As an event attender, I would prefer to be by the businesses.
Here’s the deal. I bike. I love bikes and my biking friends. That being said, . I do not expect a major metropolitan area to ban cars down city streets. This parkway is a major thoroughfare. I don’t know if you realize this but most people aren’t getting back on transit anytime soon.
I keep hoping people here would pivot to electric cars as an alternative. I’m not seeing this, so I guess I’m odd person out
Not everyone lives very close to a park. Sometimes it’s necessary to drive there and hopefully there’s a parking area.
Closing parks to cars will lead to nearby streets being lined with cars.
And what about people with poor mobility? Screw them too, I guess?
Couple (not so minor) issues.
The biggest is the cost projections are way off.

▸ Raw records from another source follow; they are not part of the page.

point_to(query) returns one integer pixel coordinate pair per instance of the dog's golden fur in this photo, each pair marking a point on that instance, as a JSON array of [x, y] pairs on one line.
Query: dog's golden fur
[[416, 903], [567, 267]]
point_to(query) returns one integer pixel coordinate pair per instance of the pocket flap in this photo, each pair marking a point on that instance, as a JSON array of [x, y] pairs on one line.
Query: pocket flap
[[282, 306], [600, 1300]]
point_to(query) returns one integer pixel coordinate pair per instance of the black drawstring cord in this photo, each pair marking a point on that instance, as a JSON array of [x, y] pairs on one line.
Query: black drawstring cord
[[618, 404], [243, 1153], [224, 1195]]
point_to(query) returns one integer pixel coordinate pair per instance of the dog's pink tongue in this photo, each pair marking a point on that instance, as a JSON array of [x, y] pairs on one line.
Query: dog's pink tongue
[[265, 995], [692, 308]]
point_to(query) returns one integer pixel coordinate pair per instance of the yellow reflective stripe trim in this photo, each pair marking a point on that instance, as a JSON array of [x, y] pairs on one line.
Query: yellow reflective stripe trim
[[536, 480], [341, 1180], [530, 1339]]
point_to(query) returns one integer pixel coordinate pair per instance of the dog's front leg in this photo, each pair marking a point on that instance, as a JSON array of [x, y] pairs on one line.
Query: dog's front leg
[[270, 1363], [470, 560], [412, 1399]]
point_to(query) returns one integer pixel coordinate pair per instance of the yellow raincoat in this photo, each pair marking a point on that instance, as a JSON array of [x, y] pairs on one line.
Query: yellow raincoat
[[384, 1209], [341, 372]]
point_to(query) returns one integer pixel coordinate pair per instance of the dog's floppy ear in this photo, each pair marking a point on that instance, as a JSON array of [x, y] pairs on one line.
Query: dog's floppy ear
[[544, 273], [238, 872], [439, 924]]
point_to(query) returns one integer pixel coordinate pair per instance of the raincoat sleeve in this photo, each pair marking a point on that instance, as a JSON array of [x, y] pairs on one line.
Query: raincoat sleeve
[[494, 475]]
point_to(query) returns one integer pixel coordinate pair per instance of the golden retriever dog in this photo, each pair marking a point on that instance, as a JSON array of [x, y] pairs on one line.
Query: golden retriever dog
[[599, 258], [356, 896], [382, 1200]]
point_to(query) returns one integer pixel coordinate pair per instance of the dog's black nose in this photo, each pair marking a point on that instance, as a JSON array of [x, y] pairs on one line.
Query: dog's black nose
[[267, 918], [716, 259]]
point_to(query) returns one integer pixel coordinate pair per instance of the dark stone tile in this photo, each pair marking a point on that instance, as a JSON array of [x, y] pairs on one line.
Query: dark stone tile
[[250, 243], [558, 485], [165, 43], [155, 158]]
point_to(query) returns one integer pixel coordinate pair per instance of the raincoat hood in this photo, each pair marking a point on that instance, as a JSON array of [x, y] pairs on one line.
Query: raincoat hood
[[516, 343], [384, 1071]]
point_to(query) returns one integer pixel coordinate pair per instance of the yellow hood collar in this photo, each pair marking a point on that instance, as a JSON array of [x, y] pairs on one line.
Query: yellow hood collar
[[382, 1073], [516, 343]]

Not just for the materials, but the installation numbers aren’t even remotely close.
The other is that the park board does not actually have the authority to install gates in all these locations since there are significant portions they do not own. Doing something temporarily due to COVID is one thing, but long term it wouldn’t hold up. And no, in a few cases eminent domain can’t be applied since the entities that do own the road supersede the City’s jurisdiction.
Not in favor of blocking the parkways off from vehicle traffic more. As a 50 year resident of Minneapolis and not able to take advantage of the biking and walking trails — I love to drive around the parkways. Not sure when an old lady driving her car to view one of the cities best amenities became seen as so aweful.
I str that there were gates on Minnehaha Dr. / Minnehaha Ave south of the falls. That was a long time ago and not shown on Google Maps (which only goes back to 2007).
The city and/or the park board aren’t going to install cheap Home Depot gates. The labor cost, as already mentioned, is way low. $500 might cover the planning required at each gate location. Most streets in the city have many utilities that have to be planned around. You then have the expense of installing power to the gates if they have an opener.
Seniors and the handicapped are discriminated by the closing. Moreover, the Federal approval is for use by multi modal including cars. This closing has divided our community. Let us work together instead of just excluding part of the community by petition. We can all share the River Road.
Tony Scallon
Howe neighborhood
I agree whole heartedly. Thanks for posting.
While I’m a charge advocate for shared streets, I worry that with the lack of stop signs and at-grade crossings throughout long stretches of parkways, the design of such streets is counterintuitive toward achieving truly safe shared parkways. What’s keeping vengeful drivers from taking out their frustration upon innocent bicyclists or walkers? We need to assess the redesign of these parkways (narrowing, chicanes, street crossings, signage, etc.) before we can start to expect that everyone will play nice.
Also, I think the use of construction barriers/barrels with poor mode delineation of through signage is making it a dangerous free-for-all already. Some of the altered traffic patterns have been confusing for all modes. I would feel better outside a car if this perpetual construction detour aesthetic shifted toward friendlier materials.